Former Bremerton High School coach Joe Kennedy lost an appeal to get his job back. The coach was dismissed when he defied orders to stop praying on the football field following games.

BREMERTON — Joe Kennedy, the former assistant Bremerton High assistant football coach suing the school district over prayer on the field, has hit a legal roadblock.

The Ninth Circuit Court of Appeals has denied an appeal that would have kept alive Kennedy's petition to regain his job while his suit to allow prayer on the field after games is making its way through the courts.

In August, a three-judge panel of the court ruled that the Bremerton School District did not have to reinstate Kennedy. He was placed on paid leave from the job in 2015 for refusing to obey an order from administrators that he cease praying on the football field following games. Kennedy had also been leading students and coaching staff in locker room prayer since 2008. Kennedy's contract was not renewed in 2016.

The case made national headlines and put the district in the media spotlight.

In its ruling, the Ninth Circuit panel wrote that Kennedy “spoke as a public employee, not as a private citizen when he kneeled and prayed on the fifty-yard line immediately after games in school-logoed attire while in view of students and parents.”

Kennedy's attorneys argue that denying his right pray on the field after games is equivalent to denying school employees the right to wear a crucifix, yarmulke or hijab.

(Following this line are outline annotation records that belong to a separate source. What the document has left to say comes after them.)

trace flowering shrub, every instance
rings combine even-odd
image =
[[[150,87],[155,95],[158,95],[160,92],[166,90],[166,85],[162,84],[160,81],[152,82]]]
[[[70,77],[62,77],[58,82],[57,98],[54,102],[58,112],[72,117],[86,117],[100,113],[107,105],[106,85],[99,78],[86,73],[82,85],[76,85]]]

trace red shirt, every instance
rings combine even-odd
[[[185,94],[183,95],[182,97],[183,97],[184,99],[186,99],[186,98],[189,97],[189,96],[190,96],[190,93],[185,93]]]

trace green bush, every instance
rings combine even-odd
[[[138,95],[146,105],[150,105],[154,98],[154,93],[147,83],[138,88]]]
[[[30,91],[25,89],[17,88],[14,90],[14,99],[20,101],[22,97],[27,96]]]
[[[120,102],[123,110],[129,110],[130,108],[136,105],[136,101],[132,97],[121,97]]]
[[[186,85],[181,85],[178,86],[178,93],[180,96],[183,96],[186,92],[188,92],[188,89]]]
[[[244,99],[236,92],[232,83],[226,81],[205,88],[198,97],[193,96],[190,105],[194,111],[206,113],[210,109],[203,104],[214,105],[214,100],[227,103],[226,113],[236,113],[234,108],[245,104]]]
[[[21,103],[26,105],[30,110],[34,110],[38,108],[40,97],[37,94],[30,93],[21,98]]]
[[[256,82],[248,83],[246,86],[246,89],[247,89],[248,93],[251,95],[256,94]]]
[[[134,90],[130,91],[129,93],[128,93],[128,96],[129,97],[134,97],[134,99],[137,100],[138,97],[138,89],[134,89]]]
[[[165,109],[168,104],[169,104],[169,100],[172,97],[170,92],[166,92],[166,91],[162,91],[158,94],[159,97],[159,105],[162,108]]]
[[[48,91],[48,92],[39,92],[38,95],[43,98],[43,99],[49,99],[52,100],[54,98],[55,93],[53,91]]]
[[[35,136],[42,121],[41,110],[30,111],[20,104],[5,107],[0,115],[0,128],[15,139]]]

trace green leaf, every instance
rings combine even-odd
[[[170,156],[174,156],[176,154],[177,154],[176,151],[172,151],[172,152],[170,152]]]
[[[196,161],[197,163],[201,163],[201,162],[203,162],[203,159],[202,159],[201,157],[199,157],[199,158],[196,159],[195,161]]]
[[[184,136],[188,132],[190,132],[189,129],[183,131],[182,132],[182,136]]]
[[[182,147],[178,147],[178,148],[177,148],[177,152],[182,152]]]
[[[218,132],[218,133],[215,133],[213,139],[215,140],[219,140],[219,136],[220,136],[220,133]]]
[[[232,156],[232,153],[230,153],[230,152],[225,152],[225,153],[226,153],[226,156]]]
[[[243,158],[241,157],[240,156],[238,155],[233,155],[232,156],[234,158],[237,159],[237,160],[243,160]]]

The district has said that its policies do not prohibit employees from wearing religious garb.

Kennedy was seeking an en banc review from the Ninth Circuit Court, a hearing in front of the full circuit that could have overruled the panel's decision.

Kennedy's legal team vows to take his case to the U.S. Supreme Court. Just as with the Ninth Circuit Court, however, there is no guarantee the Supreme Court will accept his case.